Des Weiteren sieht der Entwurf - trotz der bejahenden und eindeutigen Empfehlung der Bund-Ländergruppe Insolvenzrecht - immer noch keine gerichtliche Überprüfung der Feststellung der Masseunzulänglichkeit durch den Insolvenzverwalter vor. Der Entwurf begründet dies in erster Linie mit fehlenden Dokumentationen zum Bedarf eines solchen Rechtsmittels.
Ich erinnere zum Verständnis des Problems an die geltende Rechtslage, insbesondere daran, dass das Mittel der Erinnerung gemäß § 766 Zivilprozessordnung für den angesprochenen Fall gerade keine Handhabe bietet.

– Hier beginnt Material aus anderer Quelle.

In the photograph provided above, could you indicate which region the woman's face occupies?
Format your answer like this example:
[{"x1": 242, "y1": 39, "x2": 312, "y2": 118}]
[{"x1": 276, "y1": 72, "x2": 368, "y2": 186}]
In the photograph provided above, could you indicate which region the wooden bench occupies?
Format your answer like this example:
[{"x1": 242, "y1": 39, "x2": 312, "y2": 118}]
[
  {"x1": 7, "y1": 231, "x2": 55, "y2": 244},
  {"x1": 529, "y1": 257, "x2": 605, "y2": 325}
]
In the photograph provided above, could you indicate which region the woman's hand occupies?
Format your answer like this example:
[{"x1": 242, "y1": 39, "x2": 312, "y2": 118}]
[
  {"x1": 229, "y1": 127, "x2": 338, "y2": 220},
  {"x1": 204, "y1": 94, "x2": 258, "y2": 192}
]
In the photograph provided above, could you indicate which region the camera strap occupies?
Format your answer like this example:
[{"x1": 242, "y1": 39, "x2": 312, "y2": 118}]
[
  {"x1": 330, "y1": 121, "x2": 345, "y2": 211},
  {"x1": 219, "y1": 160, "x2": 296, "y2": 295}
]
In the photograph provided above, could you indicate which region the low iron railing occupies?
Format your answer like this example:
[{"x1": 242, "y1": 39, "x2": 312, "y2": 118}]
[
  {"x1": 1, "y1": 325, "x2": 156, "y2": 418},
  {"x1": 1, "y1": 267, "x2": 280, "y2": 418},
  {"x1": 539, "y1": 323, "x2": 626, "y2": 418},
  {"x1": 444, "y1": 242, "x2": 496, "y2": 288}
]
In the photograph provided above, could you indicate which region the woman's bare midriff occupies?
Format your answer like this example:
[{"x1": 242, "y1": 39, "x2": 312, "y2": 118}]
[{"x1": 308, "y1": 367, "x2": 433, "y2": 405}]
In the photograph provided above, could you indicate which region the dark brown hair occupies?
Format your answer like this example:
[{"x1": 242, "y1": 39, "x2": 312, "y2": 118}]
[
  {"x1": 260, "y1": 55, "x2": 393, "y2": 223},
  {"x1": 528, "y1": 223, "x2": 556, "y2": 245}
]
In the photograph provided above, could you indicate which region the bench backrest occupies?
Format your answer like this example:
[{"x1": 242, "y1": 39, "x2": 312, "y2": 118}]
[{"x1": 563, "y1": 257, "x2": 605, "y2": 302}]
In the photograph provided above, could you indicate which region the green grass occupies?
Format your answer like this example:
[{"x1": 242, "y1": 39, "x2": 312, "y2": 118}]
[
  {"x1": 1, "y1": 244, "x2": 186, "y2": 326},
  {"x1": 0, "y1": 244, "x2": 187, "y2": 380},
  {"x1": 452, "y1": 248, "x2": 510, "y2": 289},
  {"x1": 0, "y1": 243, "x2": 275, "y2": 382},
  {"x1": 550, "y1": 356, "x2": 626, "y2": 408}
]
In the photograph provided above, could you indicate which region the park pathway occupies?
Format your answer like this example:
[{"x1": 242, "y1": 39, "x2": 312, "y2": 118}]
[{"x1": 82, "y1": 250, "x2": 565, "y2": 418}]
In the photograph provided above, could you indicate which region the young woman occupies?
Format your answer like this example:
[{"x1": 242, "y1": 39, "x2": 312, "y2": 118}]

Demnach ist eine judikative Beurteilung der Rechtmäßigkeit der Masseunzulänglichkeitsfeststellung allenfalls inzident möglich und zwar im Rahmen der prozessgerichtlichen Beurteilung einer Haftung des Insolvenzverwalters. Dessen Haftung wollten Sie als Gläubiger vielleicht gar nicht breit klären lassen. Dennoch ist diese Erörterung derzeit der einzige Weg, um zur Beurteilung Ihres eigentlichen Problems zu gelangen.

Und es ist dies ein ungerechter Weg, da er Jeden, der nur mit der Masseunzulänglichkeitsprüfung unzufrieden ist, zwingt, den Insolvenzverwalter in die Haftung zu nehmen, obwohl er ansonsten dazu weder Antrieb noch Veranlassung hätte. Die Entwurfsersteller stellen fest, zur Häufigkeit solcher Umgehungsprozesse lägen leider ebenfalls keine Dokumentationen vor.
Man kann die Entwurfsersteller beruhigen. Dokumentationen sind gar nicht erforderlich. Denn selbst wenn sich bis heute kein Bedarf nach einem gesonderten Rechtsmittel gegen Masseunzulänglichkeitsanzeigen herausgestellt hätte oder sich dieser Bedarf niemals dokumentieren ließe, gilt dennoch: Der Justizgewähranspruch ein Prinzip jenseits von Angebot und Nachfrage.

Zu allen Akten der öffentlichen Gewalt ist in einem Rechtsstaat zwingend judikative Kontrolle bereitzustellen.
Auch das Lob zum Schluss betrifft eine Auslassung im Entwurf. Jedoch in diesem Fall eine sehr sinnvolle Auslassung, für die sich auch die LINKE stark gemacht hat.

Was in diesem Entwurf dankbarerweise nicht erneut auftaucht, ist der Versuch einer Selbstprivilegierung der öffentlichen Hand im Insolvenzverfahren.Diesen Versuch gab es im Mai.

Als die Mehrheit dieses Hauses während der 35. Sitzung den Regierungsentwurfes eines „Gesetzes zum Pfändungsschutz der Altersvorsorge und zur Anpassung des Rechts der Insolvenzanfechtung“ kritiklos durch die erste Beratung winkte, hatte sie gar nicht bemerkt, dass sich hinter dem harmlosen Namen des Entwurfs auch eine teilweise Wiedereinführung des Fiskusprivilegs verbarg.

Es folgte das bisher einzigartige Beispiel für einen echten Diskurs im Rechtsauschuss, in dem es den Vertretern der Opposition gemeinsam mit den Sachverständigen gelang, die Vertreter der Koalition und die Entwurfsersteller des Ministeriums von diesem Vorhaben vorläufig abzubringen.

Wir hoffen, dass die bessere Einsicht bis zur Beschlussfassung anhält und auch für die Diskussion zum vorliegenden Gesetzesentwurf nicht abhanden kommt. Ich danke Ihnen.